Anyone I see using these marketing tactics I hope you know I put you in the category of HYPE breeder. Those of you that hit the boards looking for a random stud or female to jump out at you. Those of you who call a breeding “fire” without even understanding what the dogs being breed together are bringing to the table. Those of you who claim a single dog in the pedigree 2,3 or 4 generations back like there isn’t other dog’s genetics available. Seriously, think about it, when you breed two dogs together, 4 generations back equals to 28 dogs! I sometimes wonder if that thought even crosses their minds. All of you are hyped, fake breeders. If it’s one thing that social media and these American Bully groups have taught me is common sense is the least common of the senses.
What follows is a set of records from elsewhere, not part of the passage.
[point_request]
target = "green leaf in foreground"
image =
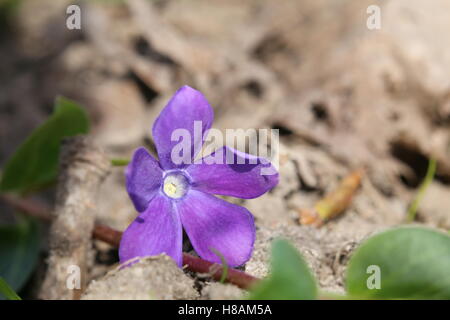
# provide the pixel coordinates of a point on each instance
(412, 262)
(7, 291)
(19, 251)
(290, 277)
(35, 163)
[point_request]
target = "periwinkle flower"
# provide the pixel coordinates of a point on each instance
(171, 196)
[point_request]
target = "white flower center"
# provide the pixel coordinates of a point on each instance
(175, 185)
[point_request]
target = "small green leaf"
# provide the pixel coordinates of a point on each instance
(290, 277)
(410, 262)
(7, 291)
(19, 251)
(35, 163)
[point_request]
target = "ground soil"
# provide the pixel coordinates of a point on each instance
(343, 97)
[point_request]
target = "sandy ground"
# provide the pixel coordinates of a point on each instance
(344, 97)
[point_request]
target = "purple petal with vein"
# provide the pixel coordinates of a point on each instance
(144, 178)
(185, 107)
(157, 230)
(214, 223)
(243, 177)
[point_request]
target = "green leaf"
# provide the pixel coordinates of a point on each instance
(7, 291)
(19, 251)
(290, 277)
(35, 163)
(412, 263)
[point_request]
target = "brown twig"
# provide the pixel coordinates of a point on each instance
(82, 170)
(112, 237)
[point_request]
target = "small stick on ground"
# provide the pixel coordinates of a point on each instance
(112, 237)
(334, 203)
(82, 169)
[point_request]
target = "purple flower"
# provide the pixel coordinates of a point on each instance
(171, 196)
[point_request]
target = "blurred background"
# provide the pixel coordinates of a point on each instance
(342, 95)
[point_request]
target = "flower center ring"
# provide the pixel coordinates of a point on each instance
(175, 185)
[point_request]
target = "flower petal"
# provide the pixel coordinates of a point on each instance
(185, 107)
(214, 223)
(157, 230)
(144, 177)
(244, 176)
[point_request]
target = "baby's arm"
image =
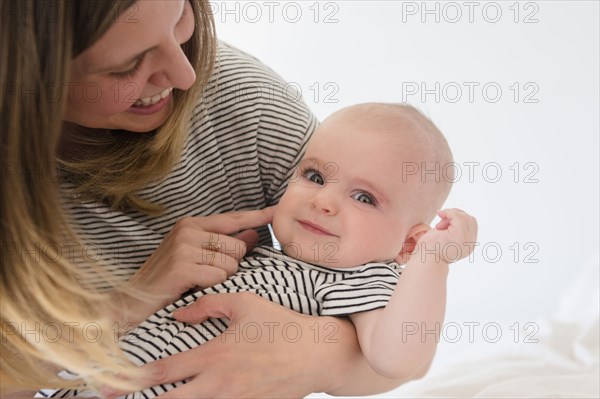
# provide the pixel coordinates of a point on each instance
(399, 340)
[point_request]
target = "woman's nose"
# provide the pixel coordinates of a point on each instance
(177, 71)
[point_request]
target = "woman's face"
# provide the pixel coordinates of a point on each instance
(124, 80)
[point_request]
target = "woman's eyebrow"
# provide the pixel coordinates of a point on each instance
(135, 57)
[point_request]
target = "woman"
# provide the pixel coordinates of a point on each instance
(146, 121)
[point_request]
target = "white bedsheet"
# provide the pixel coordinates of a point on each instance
(561, 360)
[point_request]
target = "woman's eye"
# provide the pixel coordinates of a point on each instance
(131, 72)
(313, 176)
(365, 198)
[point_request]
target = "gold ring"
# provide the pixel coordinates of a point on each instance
(210, 258)
(213, 242)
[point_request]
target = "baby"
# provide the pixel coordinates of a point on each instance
(358, 207)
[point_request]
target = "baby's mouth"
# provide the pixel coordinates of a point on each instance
(146, 101)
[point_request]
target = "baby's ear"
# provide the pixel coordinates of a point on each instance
(410, 242)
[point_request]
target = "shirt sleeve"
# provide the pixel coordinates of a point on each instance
(367, 289)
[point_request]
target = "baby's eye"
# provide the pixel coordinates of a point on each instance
(365, 198)
(313, 176)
Now that I’ve blown off some steam a bit lets get back to why Social media is generally bad. It is a mathematical rule that adding two negatives together equals a positive but not when you put two unethical fake breeders together. That an exception to that rule. Social media makes to easy for one unethical fake breeder with a female to find another unethical fake breeder with a male. What makes someone unethical? How about breeding a female on her first heat before she’s mature? How about someone who breeds their male before a year old? I know someone personally that’s done this, and I’ll tell you now I’ve lost all respect for them. I once told a fake breeder I was mentoring (before I figured out his character) to not breed a certain dog because the dog obviously had hip dysplasia. It was so bad in fact that when I have seen him walking the dog the dog basically pulled itself with his forelegs while dragging its hindlegs. This person asked what my advice was, I said to quickly get the dog to a vet, fix him, and possibly get the dogs some wheels if not put it down. Low and behold not two weeks later I see the guy is breeding the dog. Not only did the fake breeder not take my advice on fixing the dog they decided to spread his genetics into the American Bully gene pool. Goes without saying I will never associate myself with that person again.
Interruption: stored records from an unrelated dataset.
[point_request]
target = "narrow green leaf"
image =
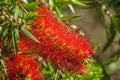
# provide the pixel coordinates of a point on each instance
(32, 16)
(30, 35)
(31, 6)
(58, 12)
(16, 11)
(116, 53)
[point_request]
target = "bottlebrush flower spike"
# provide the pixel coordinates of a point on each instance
(20, 67)
(58, 43)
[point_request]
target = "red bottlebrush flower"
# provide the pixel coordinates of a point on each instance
(20, 67)
(58, 43)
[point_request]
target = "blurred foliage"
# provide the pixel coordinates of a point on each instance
(107, 9)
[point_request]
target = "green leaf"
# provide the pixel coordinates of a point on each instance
(31, 6)
(71, 8)
(30, 35)
(116, 53)
(69, 17)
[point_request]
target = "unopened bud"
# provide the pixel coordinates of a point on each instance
(74, 27)
(2, 17)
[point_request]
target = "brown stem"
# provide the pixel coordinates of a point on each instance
(23, 9)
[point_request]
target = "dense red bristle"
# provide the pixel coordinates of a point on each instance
(23, 66)
(58, 43)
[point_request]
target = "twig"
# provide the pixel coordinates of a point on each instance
(106, 77)
(105, 9)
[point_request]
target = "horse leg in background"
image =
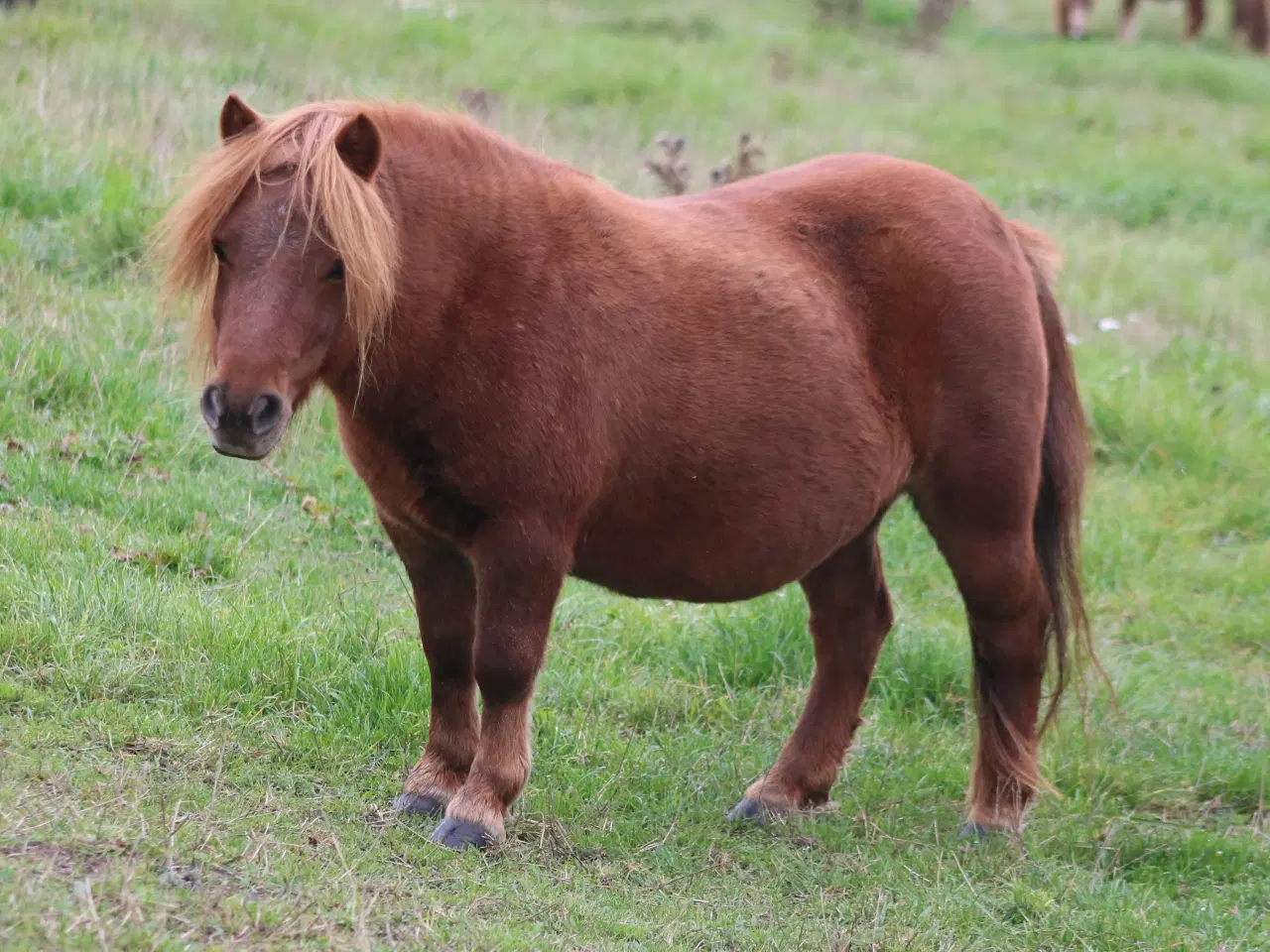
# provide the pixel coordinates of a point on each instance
(1071, 18)
(979, 511)
(520, 570)
(1196, 16)
(1128, 32)
(849, 616)
(1254, 18)
(444, 597)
The fact of It is the only posts I almost ever see anymore are posts of people who own female dogs posting that they’re looking for their next stud or their first stud. People with dogs that haven’t been evaluated in the ring, calming a singular dog in the last couple of generations looking to breed their dog. They have no idea that the dog lacks breed type, lacks structure, lacks everything yet they still want to breed him or her. It doesn’t matter if the dog not only lacks the type and structure but has genetic health problems to pass to the next generations.   So I’ll state again the American Bully breed has a problem and it is with fake breeders. Don’t get me wrong there are a lot of things I find disconcerting but that’s what these articles about so ill stay on topic.
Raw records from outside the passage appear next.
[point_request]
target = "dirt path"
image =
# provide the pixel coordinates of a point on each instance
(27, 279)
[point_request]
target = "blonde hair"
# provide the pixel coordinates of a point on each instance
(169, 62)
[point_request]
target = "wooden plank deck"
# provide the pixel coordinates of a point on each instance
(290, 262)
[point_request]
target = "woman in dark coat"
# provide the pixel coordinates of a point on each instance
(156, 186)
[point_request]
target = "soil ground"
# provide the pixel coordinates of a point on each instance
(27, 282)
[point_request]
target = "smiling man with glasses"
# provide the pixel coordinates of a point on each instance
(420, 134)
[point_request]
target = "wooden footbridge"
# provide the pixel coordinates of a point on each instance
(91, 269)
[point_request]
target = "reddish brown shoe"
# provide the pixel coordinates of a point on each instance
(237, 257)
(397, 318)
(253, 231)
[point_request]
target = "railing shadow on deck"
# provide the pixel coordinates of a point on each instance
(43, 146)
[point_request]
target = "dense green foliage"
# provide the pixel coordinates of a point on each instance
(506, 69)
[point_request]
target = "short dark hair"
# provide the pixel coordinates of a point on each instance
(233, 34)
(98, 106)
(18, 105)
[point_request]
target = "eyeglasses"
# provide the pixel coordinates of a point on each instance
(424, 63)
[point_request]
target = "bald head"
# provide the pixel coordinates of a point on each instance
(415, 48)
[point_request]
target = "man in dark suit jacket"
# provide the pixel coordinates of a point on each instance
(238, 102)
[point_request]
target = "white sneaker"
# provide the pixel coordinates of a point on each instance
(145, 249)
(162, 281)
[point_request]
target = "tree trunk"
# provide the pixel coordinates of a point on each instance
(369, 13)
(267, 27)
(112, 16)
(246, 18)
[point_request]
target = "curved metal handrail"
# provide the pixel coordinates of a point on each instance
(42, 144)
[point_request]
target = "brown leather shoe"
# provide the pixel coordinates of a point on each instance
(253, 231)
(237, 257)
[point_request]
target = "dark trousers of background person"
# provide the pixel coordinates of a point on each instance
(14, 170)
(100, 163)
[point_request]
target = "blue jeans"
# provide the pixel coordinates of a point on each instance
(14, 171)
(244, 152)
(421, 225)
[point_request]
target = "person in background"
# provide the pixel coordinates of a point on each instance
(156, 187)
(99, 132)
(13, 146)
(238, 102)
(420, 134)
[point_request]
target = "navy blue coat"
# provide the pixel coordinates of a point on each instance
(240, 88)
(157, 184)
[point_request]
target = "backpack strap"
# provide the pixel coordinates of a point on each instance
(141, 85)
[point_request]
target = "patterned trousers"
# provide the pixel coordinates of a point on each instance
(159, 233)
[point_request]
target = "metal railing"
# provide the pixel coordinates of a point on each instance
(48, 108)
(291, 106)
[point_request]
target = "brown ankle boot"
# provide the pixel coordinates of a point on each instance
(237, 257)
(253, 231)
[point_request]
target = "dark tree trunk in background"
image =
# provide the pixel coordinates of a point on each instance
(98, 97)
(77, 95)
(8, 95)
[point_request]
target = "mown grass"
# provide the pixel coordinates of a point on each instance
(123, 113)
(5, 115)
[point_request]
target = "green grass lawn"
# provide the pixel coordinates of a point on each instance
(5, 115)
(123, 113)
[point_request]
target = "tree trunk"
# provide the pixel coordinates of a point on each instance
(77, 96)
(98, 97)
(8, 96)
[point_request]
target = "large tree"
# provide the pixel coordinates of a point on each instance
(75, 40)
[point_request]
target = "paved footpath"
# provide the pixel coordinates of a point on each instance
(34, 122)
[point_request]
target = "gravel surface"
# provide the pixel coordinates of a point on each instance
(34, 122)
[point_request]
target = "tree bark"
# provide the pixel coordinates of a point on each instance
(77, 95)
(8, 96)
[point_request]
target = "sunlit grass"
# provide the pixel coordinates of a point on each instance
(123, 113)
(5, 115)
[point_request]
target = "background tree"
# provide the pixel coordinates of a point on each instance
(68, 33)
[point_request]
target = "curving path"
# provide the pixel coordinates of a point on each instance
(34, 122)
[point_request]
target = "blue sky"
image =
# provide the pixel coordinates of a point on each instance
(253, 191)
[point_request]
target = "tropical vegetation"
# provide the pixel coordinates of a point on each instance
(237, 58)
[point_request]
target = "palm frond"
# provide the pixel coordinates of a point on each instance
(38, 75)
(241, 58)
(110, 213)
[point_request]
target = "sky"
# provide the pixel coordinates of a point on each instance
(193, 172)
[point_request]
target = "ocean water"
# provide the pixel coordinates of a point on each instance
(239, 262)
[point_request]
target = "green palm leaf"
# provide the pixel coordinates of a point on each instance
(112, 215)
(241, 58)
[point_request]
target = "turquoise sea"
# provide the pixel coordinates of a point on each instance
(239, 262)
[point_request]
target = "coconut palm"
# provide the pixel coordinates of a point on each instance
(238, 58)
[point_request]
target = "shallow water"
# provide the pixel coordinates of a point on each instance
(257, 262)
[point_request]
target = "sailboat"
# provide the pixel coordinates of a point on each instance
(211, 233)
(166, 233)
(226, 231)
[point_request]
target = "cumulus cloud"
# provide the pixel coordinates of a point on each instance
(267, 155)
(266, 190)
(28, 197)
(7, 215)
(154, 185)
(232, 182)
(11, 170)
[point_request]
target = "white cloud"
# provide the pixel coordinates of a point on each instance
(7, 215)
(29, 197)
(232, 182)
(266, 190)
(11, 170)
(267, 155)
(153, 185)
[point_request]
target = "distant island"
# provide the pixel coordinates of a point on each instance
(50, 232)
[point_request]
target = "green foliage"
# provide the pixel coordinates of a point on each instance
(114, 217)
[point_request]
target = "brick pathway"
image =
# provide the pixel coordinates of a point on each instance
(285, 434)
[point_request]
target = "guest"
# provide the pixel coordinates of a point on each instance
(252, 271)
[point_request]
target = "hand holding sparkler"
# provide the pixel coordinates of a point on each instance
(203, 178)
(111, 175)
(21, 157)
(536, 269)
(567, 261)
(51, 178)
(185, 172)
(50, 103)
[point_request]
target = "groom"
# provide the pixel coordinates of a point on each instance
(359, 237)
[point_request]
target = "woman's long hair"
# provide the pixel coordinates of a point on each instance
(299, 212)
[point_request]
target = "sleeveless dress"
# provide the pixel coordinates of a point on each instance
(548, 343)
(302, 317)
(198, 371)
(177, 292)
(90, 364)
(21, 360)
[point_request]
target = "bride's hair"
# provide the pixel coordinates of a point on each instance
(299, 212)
I’m not here to tell everyone what to do or how to think. I’m not here to bust anyone out and call them an unethical breeder. If you thought to yourself while reading this “damn I do that” then I’ve got some news for you. You may be a fake unethical breeder now, but you don’t always have to be. This isn’t one of those games that you pick your character and you can never change it. There are no black and white but huge fields of grey. What I’m here to do is raise awareness that 80% if not more of the people in this community are FAKE UNETHICAL BREEDERS. We do have a problem; will it always be a problem? I don’t know but I don’t foresee myself changing my stance on this anytime soon.